What he did was really cool and very simple.  He asked his team to take a post it note and write down 1-3 words that described how this sprint was different than the previous sprint.  He collected the notes and put them up on the white board in the form of a circle.  The team briefly discussed the items and this allowed both the team and the scrum master to get a feel for their overall perception of the success of the sprint and if the team was moving in a positive or negative direction as far as overall improvement.  This opening “set the stage” activity broke the ice perfectly and gave him a wonderful springboard into his “gather data” activity – which he did with genius style!

Kyle Duke, who has incredible raw talent to be a great scrum master, proceeded to use the 4L activity (Liked, Learned, Lacked, and Longed For) to draw information and conversation from his team.  I sat on the sidelines astonished as I watched him introduce this in a way that I had never seen before and almost died laughing.  He was amazing.  When he transitioned into this activity, Kyle said, “Ok, team help me out … what are our quadrants?”  He drew four quadrants on the board and proceeded to get the team to “help” him label them.  Since they had only used this method once before no one knew the labels.  It was hilarious to watch Kyle guide them letter by letter into each square until they guessed the labels.

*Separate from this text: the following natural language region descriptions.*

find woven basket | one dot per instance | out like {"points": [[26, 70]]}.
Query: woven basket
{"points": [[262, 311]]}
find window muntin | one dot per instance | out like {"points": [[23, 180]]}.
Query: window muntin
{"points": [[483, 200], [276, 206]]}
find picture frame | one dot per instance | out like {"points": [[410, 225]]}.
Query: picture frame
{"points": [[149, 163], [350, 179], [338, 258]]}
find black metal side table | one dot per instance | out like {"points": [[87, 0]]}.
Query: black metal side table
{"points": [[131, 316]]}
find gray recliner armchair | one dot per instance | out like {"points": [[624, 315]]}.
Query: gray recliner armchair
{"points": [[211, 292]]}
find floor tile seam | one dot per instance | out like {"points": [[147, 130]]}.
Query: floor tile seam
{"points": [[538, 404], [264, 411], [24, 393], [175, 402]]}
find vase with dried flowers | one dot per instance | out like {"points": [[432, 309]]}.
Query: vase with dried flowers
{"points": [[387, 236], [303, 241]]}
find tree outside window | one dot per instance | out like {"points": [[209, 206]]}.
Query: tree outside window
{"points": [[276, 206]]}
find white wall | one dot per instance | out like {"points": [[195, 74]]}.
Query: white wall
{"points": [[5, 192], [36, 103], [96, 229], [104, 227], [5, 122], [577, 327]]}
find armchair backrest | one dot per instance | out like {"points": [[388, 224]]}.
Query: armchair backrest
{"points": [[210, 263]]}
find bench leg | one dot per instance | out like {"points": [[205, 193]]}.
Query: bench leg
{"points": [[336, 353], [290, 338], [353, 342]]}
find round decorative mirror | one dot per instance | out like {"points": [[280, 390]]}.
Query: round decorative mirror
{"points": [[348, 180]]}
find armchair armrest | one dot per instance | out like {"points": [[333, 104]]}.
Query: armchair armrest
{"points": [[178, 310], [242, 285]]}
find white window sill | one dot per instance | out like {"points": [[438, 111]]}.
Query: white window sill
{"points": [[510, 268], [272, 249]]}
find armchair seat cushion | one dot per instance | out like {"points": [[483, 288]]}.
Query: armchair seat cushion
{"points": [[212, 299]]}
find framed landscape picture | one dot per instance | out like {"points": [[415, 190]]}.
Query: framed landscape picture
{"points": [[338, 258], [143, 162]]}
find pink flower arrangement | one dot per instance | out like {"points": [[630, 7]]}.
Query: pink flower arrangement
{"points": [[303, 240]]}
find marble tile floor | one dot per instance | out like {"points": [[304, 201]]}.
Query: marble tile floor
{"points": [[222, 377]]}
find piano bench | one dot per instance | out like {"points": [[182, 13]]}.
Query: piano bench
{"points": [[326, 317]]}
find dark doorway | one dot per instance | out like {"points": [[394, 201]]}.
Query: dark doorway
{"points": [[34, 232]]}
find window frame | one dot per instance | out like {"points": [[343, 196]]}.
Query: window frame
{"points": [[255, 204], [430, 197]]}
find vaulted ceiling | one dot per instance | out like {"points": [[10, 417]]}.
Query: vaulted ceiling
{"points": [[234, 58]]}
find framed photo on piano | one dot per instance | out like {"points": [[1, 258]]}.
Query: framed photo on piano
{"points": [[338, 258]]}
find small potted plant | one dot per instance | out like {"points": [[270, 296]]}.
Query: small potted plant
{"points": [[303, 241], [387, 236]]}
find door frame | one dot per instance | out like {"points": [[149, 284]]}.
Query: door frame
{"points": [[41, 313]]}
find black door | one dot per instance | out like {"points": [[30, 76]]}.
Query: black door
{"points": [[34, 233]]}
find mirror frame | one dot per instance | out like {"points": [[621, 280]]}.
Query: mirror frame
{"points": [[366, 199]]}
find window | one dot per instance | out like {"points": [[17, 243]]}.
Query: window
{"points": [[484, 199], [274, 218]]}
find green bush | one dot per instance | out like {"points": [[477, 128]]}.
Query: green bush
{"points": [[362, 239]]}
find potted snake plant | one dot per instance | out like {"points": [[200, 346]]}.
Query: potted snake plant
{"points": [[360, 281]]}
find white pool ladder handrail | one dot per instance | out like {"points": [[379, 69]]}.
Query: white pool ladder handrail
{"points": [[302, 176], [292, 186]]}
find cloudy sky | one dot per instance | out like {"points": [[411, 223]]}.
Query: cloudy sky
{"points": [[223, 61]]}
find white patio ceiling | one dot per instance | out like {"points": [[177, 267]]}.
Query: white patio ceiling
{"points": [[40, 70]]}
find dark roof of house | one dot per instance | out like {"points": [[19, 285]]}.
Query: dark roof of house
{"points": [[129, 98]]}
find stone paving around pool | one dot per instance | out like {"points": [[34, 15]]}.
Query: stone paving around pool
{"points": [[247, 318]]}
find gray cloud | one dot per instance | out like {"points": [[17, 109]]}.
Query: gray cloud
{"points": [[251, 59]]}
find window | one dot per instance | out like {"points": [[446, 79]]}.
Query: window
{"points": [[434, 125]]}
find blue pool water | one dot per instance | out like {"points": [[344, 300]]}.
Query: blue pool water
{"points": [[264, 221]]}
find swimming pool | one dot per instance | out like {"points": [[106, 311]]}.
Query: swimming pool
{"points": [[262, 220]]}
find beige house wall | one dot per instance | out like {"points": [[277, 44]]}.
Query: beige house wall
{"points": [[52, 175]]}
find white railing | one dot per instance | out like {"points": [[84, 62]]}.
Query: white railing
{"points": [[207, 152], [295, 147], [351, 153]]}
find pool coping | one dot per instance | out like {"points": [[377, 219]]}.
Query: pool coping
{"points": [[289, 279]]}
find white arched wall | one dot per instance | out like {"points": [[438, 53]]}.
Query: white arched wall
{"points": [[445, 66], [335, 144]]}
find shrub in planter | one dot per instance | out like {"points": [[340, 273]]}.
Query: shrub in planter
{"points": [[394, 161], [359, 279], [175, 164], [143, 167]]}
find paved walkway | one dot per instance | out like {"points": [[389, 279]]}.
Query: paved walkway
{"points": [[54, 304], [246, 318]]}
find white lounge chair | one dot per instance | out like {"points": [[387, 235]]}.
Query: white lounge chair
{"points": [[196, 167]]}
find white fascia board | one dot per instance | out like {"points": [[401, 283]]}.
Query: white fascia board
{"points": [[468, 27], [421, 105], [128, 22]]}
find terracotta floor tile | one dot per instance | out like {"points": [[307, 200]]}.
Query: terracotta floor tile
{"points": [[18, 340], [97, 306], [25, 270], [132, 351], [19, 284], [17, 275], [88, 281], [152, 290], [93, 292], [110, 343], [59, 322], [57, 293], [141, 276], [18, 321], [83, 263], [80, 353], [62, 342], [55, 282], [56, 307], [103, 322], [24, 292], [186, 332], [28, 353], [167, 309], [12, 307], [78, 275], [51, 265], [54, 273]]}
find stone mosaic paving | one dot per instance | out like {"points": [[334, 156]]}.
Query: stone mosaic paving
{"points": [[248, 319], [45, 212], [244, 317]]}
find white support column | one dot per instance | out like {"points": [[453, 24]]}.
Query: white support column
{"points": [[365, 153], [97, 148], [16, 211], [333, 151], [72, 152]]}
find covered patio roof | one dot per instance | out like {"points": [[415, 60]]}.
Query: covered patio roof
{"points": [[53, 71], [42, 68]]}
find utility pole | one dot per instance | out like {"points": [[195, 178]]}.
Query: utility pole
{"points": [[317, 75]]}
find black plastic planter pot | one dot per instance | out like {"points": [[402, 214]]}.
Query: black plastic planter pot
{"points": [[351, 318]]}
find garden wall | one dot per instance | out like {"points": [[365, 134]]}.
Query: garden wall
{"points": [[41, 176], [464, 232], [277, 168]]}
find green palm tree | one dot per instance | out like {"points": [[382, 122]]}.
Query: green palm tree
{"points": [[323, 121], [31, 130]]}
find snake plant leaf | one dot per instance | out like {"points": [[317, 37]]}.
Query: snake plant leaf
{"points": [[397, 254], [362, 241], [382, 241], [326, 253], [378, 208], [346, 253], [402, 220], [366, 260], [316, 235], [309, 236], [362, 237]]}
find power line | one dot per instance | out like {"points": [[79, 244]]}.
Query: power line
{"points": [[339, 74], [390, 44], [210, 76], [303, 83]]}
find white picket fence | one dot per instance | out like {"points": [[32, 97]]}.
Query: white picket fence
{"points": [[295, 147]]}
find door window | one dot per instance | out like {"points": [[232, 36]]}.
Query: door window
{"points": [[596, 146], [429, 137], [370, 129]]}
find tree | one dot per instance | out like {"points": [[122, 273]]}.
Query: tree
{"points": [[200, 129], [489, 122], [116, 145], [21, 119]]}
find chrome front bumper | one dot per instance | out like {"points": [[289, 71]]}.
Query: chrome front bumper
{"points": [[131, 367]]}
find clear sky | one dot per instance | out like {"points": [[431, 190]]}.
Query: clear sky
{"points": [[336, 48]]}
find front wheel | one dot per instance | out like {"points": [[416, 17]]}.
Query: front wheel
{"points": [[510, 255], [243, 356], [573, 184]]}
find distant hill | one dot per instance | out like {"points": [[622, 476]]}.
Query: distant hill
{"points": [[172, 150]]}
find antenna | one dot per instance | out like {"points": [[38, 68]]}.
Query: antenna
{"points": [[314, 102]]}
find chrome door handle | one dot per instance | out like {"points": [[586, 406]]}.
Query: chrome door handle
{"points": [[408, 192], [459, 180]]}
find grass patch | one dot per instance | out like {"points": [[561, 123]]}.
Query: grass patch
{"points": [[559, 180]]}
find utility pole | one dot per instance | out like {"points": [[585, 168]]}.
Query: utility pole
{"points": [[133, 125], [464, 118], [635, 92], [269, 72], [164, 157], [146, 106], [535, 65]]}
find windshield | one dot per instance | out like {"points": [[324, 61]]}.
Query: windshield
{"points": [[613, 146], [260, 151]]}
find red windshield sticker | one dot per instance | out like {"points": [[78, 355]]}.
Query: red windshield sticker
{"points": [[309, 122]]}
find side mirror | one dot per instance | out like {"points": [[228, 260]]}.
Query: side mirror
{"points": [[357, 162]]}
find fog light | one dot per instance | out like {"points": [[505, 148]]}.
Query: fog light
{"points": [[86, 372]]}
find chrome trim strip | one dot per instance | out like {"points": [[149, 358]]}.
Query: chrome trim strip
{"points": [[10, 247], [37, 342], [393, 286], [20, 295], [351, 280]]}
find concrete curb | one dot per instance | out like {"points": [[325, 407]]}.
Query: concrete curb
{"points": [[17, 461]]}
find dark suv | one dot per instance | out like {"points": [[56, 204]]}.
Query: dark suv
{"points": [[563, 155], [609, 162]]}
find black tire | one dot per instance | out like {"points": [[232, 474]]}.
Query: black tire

I saw Kyle do other really amazing things like ask for permission from his team to combine post it notes together when he thought that they meant the same thing – instead of just assuming that he could make the decision for the team.  When he wanted to make a clarification on what someone wrote on a post it, he asked, “Do you mind if I write that on here?”  These actions provided a place of safety for his team and also create an environment where the team knows that the scrum master is not a manager of the team, but a member of the team.

I was really proud.  Kyle did a great job.  His team felt safe.  They opened up and talked about the stuff that really mattered and they had a great time.  I love seeing scrum masters coming into their own and really having the courage to do things that are outside of their comfort zone in order to help their teams succeed.  This is true servant leadership in action.  This is scrum.  This is why I love being an agile coach!